Ceux Subventionnes (The Subsidized Ones)
It is not our intention to be the Inspector Javert to the Jean Valjean of Winghaven, constantly chasing Paul McKee’s proposals around to criticize them like the fanatical French cop pursued the reformed Valjean. Nonetheless, bad proposals for Saint Louis keep coming from Paul McKee, and if it falls to us to keep saying “stop,” then so be it. (Thanks to johncombest.com for the link, and to Victor Hugo for the references.)
The latest proposal is to transfer the bottle district TIF (tax increment financing) from the original developers to the control of Mr. McKee and his entities. To be clear, McKee and his groups were not involved in the original TIF proposal, so we cannot pin all of this on him. However, unlike tax credits, the TIF law was not drafted with the intention of TIF being transferable. I do not think it is right for one stalled TIF proposal to just be assigned to someone else – and I do not care who that someone else is. (Note: I am not saying transfering the TIF is illegal, just improper.) At least some people in city government seem to be aware of this issue:
[Saint Louis Development Corporation Executive Director Rodney] Crim wouldn’t specify what, exactly, the city objects to. But he suggested officials have concerns about using TIF for one project to help fund another.

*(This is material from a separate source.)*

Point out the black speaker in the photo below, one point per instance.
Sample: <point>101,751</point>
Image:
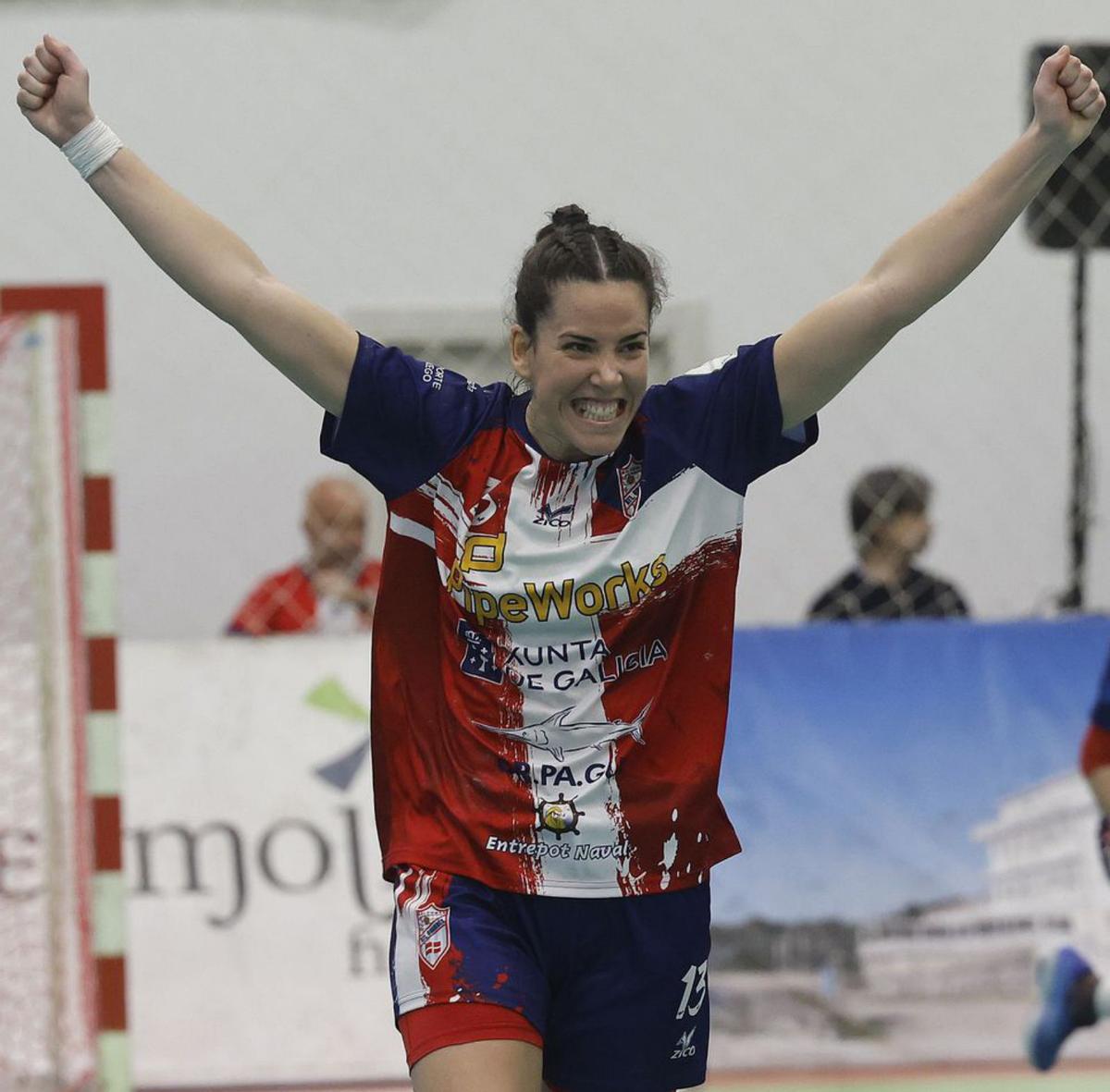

“My focus is on what can and cannot be done with the Bottle District TIF,” he said. “We just have some more talking to do.”
I think it is especially wrong to continue to subsidize property that at this very moment is being made more valuable because of major public improvements. Here is one description of the property:
Located just north of the Edward Jones Dome (home of the Rams) along Interstate-70, the site is one of the most desirable development locations left available Downtown. Once the new Mississippi Bridge is complete, its location next to the bridge will make the site even more visible and accessible than it already is.
Former longtime New York Sen. George Washington Plunkitt would have fully understood developers seeing their opportunities and taking them, but even he would never have asked for the new land to be subsidized on top of it. If this land at the base of a major new bridge has to be subsidized, I guess we are at the point where we just admit everything gets a tax subsidy, unless, of course, you are just a small entrepreneur without political connections.